Ginger ale lived in the shadow of ginger beer for several years until the introduction of Cantrell’s Belfast ginger ale turned the drink into an American favorite. Cantrell’s drink inspired a wave of what are now called golden ginger ales. One of the drinks inspired by Cantrell was Vernor's, the 1866 creation of Detroit pharmacist James Vernor that gained a reputation for being so fizzy it caused people to sneeze. Vernor's ginger ale became a regional favorite in Detroit and Michigan and stands today as America’s oldest surviving soda brand.
The next leap forward for ginger ale came in 1900 courtesy of Canadian pharmacist John McLaughlin, the reserved Presbyterian son of a carriage maker from Enniskillen, Ontario. McLaughlin entered the soft drinks business in 1890 using the dowry from his marriage to Maud, a haughty redhead from a wealthy New York family, to open a Toronto store where he sold bottles of sarsaparilla, lemon, and cream soda under the brand name Sanitary. In 1900 he added a ginger ale to the range, but his wife and customers found his drink too syrupy for their tastes, so he began work on a lighter colored and less sweet version. Four years later he launched McLaughlin’s Pale Dry Style Ginger Ale, a new form of ginger ale that offered a lighter, less pungent taste. A year later he renamed it Canada Dry and, at his wife’s suggestion, started promoting it as “the champagne of ginger ales.”
Canada Dry spread rapidly through the Canadian provinces, and while most people drank it straight, McLaughlin’s dry ginger ale also gained a reputation as a mixer thanks to its mellow taste.

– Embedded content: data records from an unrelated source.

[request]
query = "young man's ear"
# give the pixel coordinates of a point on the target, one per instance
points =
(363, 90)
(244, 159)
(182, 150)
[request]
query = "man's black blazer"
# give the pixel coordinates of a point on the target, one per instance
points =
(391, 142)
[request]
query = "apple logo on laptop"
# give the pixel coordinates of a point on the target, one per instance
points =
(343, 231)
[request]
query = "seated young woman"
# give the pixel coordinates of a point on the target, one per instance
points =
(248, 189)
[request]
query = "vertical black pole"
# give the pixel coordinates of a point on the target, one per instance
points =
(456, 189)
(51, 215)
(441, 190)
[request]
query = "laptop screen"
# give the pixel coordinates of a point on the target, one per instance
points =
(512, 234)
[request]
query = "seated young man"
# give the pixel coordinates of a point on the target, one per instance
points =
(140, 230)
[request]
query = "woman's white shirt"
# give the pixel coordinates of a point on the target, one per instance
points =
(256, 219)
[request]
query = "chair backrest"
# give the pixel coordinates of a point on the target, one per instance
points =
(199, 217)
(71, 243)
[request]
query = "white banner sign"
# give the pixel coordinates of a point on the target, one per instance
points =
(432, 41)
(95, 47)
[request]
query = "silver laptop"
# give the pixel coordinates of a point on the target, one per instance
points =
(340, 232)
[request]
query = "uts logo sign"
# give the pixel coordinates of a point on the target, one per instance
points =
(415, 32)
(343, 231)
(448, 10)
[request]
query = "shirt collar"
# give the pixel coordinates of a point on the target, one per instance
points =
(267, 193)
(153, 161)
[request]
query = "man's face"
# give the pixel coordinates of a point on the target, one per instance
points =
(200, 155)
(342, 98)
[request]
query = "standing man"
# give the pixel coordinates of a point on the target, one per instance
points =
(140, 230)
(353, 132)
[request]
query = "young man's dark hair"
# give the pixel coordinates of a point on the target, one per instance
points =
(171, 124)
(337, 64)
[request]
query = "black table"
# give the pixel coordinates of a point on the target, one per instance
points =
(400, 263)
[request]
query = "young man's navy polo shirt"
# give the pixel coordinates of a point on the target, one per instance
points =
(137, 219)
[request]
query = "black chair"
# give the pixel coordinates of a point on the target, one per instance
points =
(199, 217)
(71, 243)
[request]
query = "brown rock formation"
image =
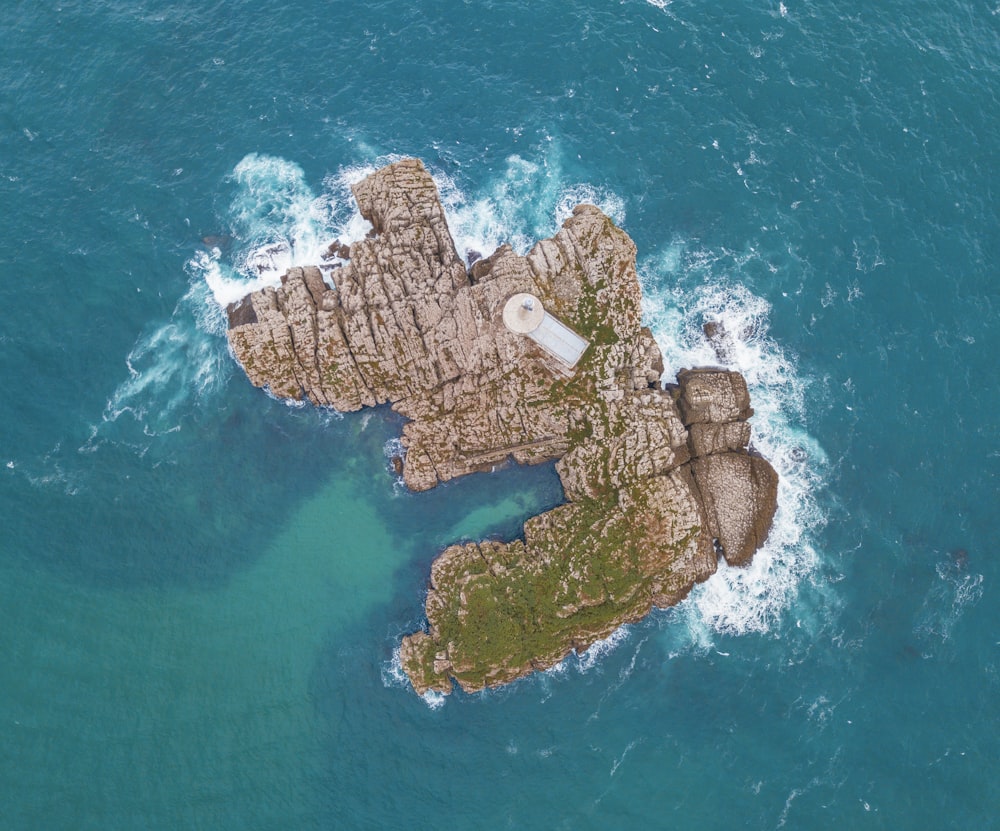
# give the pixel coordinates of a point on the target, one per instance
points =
(657, 480)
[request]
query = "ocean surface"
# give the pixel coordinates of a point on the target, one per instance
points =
(203, 589)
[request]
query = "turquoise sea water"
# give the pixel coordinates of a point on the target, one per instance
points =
(202, 588)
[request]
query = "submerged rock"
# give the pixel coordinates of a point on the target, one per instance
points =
(658, 480)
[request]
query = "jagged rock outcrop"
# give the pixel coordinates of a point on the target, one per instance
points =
(659, 480)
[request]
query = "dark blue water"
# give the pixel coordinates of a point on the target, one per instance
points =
(203, 588)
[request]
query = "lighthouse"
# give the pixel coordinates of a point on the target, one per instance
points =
(524, 314)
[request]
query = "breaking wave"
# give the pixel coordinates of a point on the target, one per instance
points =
(683, 290)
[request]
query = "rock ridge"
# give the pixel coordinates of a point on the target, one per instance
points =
(659, 478)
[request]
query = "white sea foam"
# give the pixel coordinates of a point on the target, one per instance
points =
(592, 656)
(177, 364)
(684, 289)
(950, 595)
(526, 202)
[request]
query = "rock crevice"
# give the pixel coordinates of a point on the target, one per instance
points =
(659, 478)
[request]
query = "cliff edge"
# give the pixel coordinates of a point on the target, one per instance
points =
(659, 479)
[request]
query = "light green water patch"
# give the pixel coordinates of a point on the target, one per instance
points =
(495, 519)
(163, 708)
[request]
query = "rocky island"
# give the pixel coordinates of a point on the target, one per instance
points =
(535, 358)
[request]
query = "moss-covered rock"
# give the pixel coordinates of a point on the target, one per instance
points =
(649, 501)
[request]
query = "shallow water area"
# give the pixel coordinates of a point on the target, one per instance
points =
(203, 587)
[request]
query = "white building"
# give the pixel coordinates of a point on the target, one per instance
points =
(524, 314)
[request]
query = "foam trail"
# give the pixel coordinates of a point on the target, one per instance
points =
(179, 363)
(276, 222)
(703, 289)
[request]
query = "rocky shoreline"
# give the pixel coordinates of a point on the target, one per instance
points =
(658, 477)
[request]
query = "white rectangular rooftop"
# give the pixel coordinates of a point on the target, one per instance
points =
(559, 340)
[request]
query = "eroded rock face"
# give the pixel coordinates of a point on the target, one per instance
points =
(657, 479)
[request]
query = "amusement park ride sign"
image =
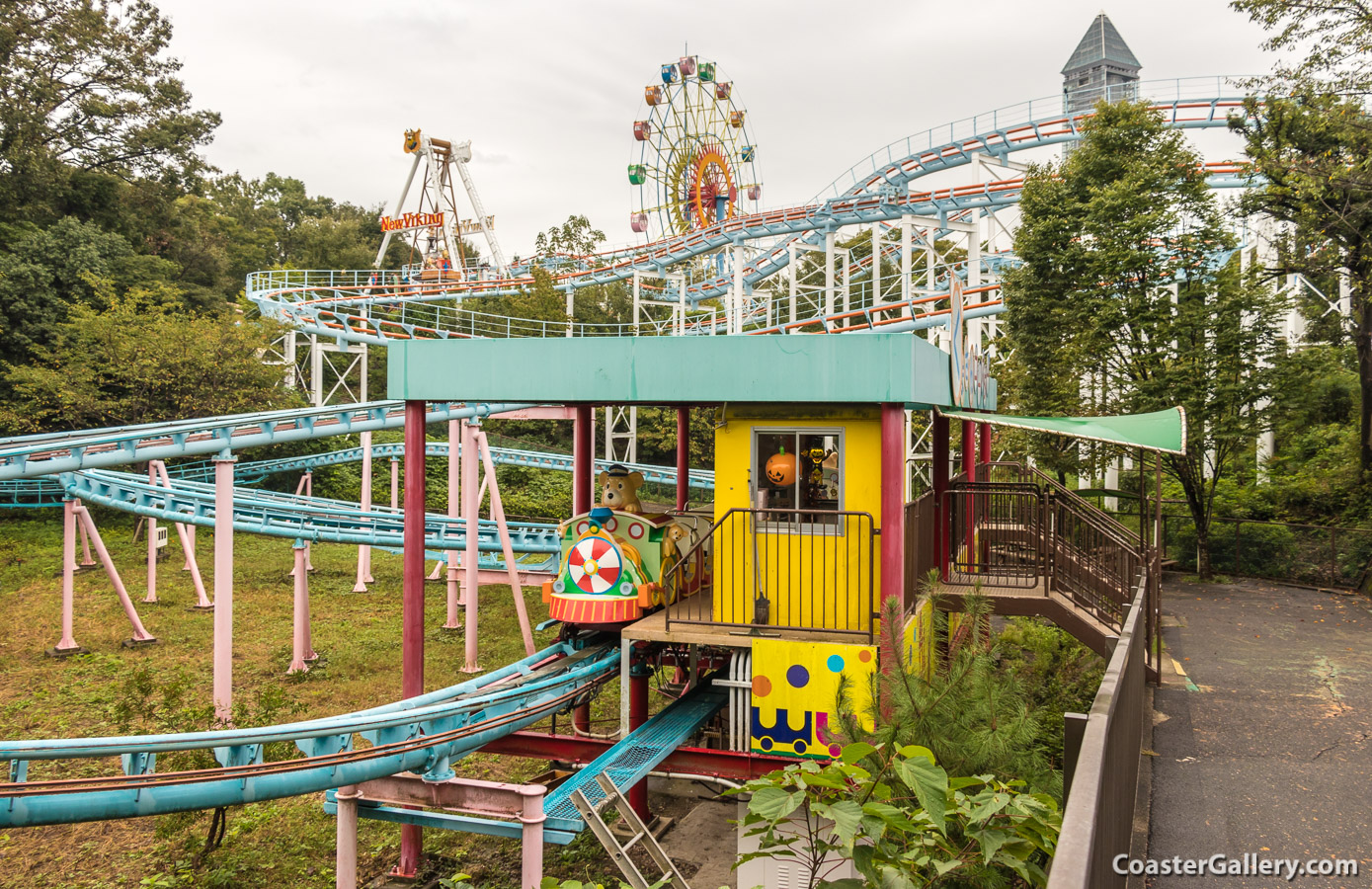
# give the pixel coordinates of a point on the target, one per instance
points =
(412, 221)
(970, 369)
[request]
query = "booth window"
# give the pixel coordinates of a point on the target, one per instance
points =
(799, 469)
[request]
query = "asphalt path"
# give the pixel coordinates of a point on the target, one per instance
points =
(1263, 731)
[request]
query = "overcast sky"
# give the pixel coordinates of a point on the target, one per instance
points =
(323, 89)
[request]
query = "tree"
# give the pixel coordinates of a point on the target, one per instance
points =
(1315, 151)
(1128, 299)
(970, 713)
(143, 359)
(902, 822)
(1333, 34)
(45, 274)
(85, 87)
(570, 240)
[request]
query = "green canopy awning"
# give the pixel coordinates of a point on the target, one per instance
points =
(1157, 431)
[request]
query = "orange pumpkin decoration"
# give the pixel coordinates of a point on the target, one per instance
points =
(781, 468)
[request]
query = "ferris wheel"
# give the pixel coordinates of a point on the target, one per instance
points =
(693, 162)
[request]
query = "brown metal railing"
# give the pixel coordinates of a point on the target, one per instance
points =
(1097, 819)
(1093, 560)
(781, 570)
(995, 532)
(1015, 527)
(921, 543)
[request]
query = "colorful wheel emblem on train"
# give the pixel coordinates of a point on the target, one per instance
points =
(595, 565)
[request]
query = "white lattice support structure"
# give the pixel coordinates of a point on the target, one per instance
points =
(620, 434)
(438, 195)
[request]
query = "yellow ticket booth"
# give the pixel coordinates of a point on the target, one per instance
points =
(797, 503)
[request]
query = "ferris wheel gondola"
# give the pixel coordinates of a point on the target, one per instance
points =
(693, 162)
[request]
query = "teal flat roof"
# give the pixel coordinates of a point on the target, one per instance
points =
(857, 367)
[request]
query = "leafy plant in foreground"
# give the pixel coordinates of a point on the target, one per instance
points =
(905, 825)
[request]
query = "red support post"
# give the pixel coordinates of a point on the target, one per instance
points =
(637, 716)
(938, 469)
(892, 503)
(412, 600)
(683, 457)
(969, 448)
(584, 462)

In 1923 the drink’s appeal as a mixer prompted two businessmen, Perry Saylor and James Mathes, to buy the business for a cool million dollars. The Canadian-born Saylor and his American partner took Canada Dry into the United States with a direct appeal to Prohibition drinkers. They billed it as a New York nightclub favorite, sold it in miniature champagne-style bottles and rode the speakeasy boom to enormous success. In just four years Canada Dry went from selling 1.7 million bottles a year to more than 50 million in 1926. Almost everyone who bought Canada Dry used it as a mixer, with surveys suggesting that as many as three-quarters of ginger ale drinkers used it to mask the taste of bootleg liquor.